Maika and Two Friends 2006-10-06
The other day we dropped by a farming area near the preschool. A couple of the families live there, and their kids came out to meet us. Several of the fields are dedicated to these flowers, and people had come from far and near to pick them (300 yen to pick your own bouquet). The flowers were nice, but stepping out of the concrete and steel of Tokyo into a field of flowers is the real wonder of it. The fields aren't crammed in next to apartment buildings, either, but they are in an area next to the foothills (in Shiroyama) that is protected from development. All the families who live there go back generations. I asked if houses ever become available to buy, and our friend said "no" with an expression that said, "Who would ever sell a home here?" I agree.
Anyway, these two local girls (our friends) led Mari and Maika right into a field of flowers (or maybe it was vice versa). They ran around having a blast, but then I realized they were trampling flowers. Our friend, a local mom, was there, so I was taking cues from her. We told the kids not to run, and then a farmer came over and said that particular field was off limits (reserved for the next day), so we moved the kids over to a neighboring patch where people were picking.
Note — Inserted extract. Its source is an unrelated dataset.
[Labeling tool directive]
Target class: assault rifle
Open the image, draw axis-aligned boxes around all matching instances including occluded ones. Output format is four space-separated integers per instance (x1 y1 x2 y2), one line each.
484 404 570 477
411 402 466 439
Later Hitomi said that it's one of those things that I -- as a foreigner -- get away with. I thought I was taking cues from the local mom, but maybe (unknowingly) the whole scene revolved around me.
Whatever the case, it was a great evening. After extracting the kids, we walked along a winding road that normally serves farm vehicles and came to our friends' houses...
I learned a new word: Jimoto. "Ji" means "land" and "moto" means "foot of the tree/mountain". "Jimoto" refers to the original people of the land. The people in that area are all "jimoto no hito." The family whose home we visited can trace their roots in that land all the way to the 1600's, and that's simply where the record fades.